Duncan noted, however, that utilities were able to provide each other with mutual aid during recent storms in the Southeast and in Maine to bring the lights back on for affected customers in a reasonable amount of time.
In addition, recent utility responses to a NERC Level-2 alert indicate that more than half of NERC registered entities would support mutual aid requests, the pandemic report said.
NERC made preparedness recommendations and solicited utility responses to COVID-19 in a March 10 Level-2 alert.
With the potential for lower demand reducing peak prices in competitive markets, one caller asked about the outlook for reserve margins if plants that depend on peak prices for their financial viability are forced into early retirement.
“Those are the exact things we do constantly,” Moura said. “Most areas have quite a bit of reserve margin,” so, “there is still margin to be had.” There could be a resource adequacy risk in the Electric Reliability Council of Texas area and the Pacific Northwest, but with demand down, it would be a little easier to manage, he said, but it is a complicated scenario with several moving parts.

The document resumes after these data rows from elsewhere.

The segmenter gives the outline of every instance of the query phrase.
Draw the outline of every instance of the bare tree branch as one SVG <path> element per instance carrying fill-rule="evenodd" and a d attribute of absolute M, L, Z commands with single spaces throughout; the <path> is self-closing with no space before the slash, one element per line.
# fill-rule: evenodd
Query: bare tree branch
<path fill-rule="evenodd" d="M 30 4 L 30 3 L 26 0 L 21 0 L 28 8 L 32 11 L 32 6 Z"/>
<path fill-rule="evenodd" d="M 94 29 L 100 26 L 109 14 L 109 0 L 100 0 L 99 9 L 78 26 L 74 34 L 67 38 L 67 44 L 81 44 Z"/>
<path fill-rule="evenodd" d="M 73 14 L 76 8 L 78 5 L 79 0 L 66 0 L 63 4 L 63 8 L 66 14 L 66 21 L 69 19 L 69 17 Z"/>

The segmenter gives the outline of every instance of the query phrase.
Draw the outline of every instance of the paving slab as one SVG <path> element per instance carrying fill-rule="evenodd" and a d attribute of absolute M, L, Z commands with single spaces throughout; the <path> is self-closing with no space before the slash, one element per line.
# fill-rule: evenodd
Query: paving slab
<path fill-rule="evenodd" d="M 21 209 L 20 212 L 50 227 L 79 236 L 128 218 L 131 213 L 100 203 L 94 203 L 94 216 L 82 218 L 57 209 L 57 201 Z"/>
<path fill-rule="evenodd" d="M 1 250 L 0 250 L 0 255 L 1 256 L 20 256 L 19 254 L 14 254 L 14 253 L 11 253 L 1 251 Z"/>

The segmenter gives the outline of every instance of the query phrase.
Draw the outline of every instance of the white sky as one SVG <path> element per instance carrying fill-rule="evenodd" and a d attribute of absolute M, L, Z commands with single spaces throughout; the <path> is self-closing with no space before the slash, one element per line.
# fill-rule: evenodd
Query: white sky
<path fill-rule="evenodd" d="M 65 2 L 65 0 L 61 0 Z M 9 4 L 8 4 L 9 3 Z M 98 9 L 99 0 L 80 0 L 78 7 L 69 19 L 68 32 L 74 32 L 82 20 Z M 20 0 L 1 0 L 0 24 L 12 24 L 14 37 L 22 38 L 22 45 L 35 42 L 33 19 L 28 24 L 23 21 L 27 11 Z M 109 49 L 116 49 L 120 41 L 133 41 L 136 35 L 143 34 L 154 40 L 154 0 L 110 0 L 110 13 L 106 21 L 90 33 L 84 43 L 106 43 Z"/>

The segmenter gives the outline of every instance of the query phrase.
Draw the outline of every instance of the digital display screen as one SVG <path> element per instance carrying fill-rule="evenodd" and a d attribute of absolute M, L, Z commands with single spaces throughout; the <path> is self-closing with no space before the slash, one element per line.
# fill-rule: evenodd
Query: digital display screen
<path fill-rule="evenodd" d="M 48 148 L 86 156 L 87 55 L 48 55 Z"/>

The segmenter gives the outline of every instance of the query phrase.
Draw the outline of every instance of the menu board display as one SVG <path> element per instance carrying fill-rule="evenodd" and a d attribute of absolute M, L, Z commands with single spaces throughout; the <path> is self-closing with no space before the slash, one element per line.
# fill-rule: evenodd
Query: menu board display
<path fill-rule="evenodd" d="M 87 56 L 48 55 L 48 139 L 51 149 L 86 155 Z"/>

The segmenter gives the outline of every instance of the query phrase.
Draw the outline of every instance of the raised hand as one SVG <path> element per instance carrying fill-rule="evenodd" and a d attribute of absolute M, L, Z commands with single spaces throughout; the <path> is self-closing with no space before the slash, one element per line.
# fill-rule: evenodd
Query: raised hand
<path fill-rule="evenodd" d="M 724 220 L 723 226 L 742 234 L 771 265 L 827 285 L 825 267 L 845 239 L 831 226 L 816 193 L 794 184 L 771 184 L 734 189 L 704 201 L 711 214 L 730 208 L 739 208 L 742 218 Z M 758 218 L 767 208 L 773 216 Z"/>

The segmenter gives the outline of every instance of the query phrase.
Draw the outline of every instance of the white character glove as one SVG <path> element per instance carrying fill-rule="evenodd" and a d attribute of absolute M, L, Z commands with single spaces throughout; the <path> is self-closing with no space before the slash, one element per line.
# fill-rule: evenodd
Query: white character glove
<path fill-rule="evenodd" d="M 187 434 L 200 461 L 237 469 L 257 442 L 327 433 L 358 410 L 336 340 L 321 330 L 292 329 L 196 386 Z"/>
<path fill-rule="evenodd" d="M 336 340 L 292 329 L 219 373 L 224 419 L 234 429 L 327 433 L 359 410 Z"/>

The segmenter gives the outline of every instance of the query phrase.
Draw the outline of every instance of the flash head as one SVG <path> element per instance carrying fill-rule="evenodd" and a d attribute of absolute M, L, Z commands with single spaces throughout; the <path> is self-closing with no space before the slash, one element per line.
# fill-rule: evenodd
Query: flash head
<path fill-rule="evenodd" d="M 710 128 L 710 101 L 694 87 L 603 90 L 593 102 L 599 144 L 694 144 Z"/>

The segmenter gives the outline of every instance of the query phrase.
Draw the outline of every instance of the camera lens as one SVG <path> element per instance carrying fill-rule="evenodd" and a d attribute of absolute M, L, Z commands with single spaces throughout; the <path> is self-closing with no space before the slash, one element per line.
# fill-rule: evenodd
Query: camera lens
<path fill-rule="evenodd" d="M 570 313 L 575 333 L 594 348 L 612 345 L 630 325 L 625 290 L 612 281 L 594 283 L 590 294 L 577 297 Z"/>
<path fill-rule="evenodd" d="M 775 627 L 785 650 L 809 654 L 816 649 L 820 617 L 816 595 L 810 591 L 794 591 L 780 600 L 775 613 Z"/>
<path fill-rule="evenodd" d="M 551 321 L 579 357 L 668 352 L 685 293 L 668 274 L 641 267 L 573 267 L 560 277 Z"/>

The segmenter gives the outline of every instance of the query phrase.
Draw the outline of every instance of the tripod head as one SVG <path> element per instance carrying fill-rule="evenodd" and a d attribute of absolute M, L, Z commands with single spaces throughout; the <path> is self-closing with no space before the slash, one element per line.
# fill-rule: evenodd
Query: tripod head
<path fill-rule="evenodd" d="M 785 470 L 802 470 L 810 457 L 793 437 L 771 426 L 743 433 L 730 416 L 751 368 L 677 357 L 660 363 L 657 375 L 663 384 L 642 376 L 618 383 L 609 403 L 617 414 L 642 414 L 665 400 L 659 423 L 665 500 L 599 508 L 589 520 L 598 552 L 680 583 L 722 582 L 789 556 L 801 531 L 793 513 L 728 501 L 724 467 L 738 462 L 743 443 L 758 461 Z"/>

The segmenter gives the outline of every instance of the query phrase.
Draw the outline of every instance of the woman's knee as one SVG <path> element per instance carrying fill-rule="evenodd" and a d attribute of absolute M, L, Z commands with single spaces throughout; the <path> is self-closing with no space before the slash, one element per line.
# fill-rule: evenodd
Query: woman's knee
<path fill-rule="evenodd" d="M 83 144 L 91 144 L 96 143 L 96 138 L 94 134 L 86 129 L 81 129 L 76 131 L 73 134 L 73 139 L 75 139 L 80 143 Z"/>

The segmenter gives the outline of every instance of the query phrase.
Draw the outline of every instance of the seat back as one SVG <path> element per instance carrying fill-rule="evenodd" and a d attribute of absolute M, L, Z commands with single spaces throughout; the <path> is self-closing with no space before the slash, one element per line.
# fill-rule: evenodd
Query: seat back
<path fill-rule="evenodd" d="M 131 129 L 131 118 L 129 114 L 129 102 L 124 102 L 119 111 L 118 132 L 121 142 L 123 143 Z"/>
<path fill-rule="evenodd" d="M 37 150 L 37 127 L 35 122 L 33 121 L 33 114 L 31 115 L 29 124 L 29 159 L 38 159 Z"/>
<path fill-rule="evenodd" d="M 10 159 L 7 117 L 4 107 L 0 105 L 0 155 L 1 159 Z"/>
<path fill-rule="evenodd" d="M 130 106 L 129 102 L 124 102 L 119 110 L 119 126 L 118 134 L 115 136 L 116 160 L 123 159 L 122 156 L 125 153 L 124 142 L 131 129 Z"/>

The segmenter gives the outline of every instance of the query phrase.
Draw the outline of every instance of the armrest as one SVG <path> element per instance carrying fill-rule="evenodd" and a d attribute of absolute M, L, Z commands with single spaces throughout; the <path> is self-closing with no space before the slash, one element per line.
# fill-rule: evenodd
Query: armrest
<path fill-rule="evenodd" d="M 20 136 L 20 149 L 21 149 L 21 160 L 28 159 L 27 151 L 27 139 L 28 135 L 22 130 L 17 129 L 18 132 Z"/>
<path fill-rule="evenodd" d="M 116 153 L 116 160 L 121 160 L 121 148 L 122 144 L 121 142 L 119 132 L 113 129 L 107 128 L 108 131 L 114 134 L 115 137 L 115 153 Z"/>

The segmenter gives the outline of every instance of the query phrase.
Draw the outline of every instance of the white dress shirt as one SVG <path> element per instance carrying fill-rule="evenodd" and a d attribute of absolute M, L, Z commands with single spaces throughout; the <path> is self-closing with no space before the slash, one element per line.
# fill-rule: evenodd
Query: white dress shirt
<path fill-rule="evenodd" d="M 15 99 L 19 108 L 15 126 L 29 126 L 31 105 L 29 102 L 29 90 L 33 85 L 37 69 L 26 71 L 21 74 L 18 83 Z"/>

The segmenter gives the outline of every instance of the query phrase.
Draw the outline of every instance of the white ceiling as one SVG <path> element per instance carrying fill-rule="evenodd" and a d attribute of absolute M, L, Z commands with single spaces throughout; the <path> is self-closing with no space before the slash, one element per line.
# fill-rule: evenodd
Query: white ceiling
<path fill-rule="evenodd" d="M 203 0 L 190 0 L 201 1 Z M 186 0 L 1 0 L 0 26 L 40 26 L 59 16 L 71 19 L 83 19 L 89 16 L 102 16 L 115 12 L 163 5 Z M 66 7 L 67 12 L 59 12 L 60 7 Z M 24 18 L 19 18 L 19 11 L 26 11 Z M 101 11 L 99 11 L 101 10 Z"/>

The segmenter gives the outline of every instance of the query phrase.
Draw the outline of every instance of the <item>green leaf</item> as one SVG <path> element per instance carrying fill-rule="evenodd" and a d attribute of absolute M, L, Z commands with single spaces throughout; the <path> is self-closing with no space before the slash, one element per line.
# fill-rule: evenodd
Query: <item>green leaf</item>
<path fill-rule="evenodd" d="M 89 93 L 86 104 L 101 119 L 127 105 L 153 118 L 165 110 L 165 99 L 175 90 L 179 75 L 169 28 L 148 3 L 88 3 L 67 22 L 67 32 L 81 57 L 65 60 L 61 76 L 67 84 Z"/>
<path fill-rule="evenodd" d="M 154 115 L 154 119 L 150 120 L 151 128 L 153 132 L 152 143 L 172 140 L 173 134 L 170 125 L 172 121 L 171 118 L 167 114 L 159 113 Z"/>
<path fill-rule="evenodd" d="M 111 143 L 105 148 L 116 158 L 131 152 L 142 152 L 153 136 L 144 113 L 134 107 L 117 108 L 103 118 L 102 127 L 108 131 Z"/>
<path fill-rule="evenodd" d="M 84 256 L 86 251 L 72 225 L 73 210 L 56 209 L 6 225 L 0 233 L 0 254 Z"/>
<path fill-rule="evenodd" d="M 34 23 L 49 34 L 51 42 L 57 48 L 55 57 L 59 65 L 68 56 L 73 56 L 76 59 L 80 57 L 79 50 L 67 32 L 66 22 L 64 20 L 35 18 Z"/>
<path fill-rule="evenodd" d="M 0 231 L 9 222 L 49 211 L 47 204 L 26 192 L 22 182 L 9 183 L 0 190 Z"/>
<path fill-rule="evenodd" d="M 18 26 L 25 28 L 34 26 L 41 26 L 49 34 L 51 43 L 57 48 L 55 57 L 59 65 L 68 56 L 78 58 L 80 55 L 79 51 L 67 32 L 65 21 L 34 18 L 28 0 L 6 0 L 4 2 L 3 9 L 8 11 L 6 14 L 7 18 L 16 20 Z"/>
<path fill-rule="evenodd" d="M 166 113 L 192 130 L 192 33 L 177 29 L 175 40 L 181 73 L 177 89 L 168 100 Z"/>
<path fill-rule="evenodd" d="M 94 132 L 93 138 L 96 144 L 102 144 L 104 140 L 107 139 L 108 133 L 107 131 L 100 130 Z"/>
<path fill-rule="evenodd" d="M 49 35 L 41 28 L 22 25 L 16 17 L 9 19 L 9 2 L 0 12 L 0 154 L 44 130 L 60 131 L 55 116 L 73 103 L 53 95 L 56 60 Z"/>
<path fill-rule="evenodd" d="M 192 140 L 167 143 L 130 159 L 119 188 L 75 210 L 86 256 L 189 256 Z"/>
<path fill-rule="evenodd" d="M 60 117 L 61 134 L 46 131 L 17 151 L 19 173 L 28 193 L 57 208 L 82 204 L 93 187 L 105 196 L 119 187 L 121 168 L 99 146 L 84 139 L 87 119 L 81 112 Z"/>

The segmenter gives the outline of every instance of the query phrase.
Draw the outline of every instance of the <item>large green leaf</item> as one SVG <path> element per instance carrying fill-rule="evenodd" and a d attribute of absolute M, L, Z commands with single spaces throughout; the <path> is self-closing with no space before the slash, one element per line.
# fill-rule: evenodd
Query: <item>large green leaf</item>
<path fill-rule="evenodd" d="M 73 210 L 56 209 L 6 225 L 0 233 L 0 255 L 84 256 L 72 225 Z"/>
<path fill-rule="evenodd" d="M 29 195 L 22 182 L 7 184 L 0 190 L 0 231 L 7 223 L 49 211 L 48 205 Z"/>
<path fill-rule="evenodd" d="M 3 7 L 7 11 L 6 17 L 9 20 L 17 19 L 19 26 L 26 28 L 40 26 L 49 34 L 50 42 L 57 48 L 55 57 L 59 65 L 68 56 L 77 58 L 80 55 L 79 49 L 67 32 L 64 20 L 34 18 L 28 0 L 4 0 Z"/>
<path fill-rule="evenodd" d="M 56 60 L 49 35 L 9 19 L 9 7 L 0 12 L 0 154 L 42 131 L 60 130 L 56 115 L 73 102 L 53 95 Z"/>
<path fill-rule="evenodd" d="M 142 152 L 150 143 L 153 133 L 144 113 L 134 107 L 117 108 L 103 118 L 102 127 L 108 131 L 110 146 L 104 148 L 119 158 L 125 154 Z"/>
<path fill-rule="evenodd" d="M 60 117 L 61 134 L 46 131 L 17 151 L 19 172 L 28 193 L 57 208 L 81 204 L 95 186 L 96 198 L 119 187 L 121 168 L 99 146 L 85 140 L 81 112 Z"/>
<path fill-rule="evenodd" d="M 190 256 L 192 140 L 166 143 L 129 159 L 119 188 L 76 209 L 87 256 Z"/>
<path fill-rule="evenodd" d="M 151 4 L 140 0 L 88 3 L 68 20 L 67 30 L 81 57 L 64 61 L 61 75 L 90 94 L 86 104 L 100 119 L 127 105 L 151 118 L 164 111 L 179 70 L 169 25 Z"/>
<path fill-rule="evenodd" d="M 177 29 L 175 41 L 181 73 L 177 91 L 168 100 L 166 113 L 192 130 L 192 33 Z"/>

“Demand uncertainty is a really interesting part of the picture,” Moura said. “We are trying to figure out the net impact.” Right now, it appears that the COVID-19 crisis could have “a pretty short term impact on demand,” but “we haven’t put our long-term binoculars on yet.”
NERC is expected to provide more details on the availability of capacity resources, expected peak demands and any potential reliability issues for this summer in its reliability assessment slated to be released later next month.
NERC also says it is monitoring the pandemic response and intends to publish a lessons-learned document when the grid returns to normal operation.